= UNITYPER =

The UNITYPER was an input device for the UNIVAC I computer manufactured by Remington Rand, which went on sale in mid-1951 but was not in operation until June 1952. It was an early direct data entry system. The UNITYPER accepted user inputs on a keyboard of a modified Remington typewriter, then wrote that data onto a metal magnetic tape using an integral tape drive. The UNITYPER II was an input device for the UNIVAC II.

The UNITYPER II was a reduced-size, reduced-cost version of the UNITYPER I subsequently developed as a text-to-tape transcribing device for the UNIVAC I system and released in 1953, also sold as a peripheral to the UNIVAC II. The original required individual motors and control amplifiers to advance, rewind, fast-forward and maintain tension on the tape.
UNITYPER II replaced these with a flexible cable and clutch system driven by a single within the typewriter.

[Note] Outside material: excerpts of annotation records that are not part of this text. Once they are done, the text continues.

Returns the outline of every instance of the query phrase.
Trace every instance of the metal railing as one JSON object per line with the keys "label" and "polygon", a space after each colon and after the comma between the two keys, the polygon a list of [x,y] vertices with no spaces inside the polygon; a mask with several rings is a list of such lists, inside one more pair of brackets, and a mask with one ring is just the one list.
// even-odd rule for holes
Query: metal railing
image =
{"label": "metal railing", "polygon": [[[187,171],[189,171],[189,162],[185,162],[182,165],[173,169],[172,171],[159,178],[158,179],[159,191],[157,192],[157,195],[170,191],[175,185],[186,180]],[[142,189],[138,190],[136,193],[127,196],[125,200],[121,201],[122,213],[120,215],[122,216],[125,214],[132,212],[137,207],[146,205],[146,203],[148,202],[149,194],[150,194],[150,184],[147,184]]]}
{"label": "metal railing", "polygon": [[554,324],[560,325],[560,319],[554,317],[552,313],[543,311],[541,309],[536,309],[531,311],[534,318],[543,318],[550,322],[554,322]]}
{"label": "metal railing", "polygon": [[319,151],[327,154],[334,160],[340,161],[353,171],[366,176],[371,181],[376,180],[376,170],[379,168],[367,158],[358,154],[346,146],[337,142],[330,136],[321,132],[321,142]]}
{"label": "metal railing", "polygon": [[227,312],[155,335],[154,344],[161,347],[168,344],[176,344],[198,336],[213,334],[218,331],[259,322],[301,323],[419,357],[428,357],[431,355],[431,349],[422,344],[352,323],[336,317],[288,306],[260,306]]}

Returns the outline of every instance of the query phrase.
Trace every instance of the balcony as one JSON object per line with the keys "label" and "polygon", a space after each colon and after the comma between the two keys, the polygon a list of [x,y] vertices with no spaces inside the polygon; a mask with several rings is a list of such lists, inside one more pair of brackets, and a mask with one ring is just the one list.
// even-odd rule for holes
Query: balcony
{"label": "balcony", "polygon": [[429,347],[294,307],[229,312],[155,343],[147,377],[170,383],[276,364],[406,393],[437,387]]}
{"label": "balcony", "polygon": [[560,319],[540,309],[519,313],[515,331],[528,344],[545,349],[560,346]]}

Coding was accomplished via mechanical lift arms and latching bails added to the typewriter's existing mechanical linkages in place for print-action. When a key was depressed, up to 8 affiliated lift arms were "caught" on latching bails which in turn connected 8 coding switches to the recording head. A commutator, powered by the internal drive motor, would momentarily complete the power circuit through the coding switches to the recording head before advancing the tape to the next recording position. When not encoding, a resistor balance network kept the recording head in an erase mode unless a rewind operation was commanded. This ensured a clearly defined magnetic space between bit patterns. Additional circuits prevented opening of the tape loading door once a tape was loaded.

Because the supply and take-up spools of the recording tape were no longer individually powered as in the UNITYPER 1, a "differential moment" was created as the tape moved from one reel to the other during encoding, the supply reel constantly decreasing in effective diameter while the take-up reel correspondingly increased. A differential spring, ratching escapement, and slip clutches were added as a mechanical solution, which functioned also during backspacing and rewinding.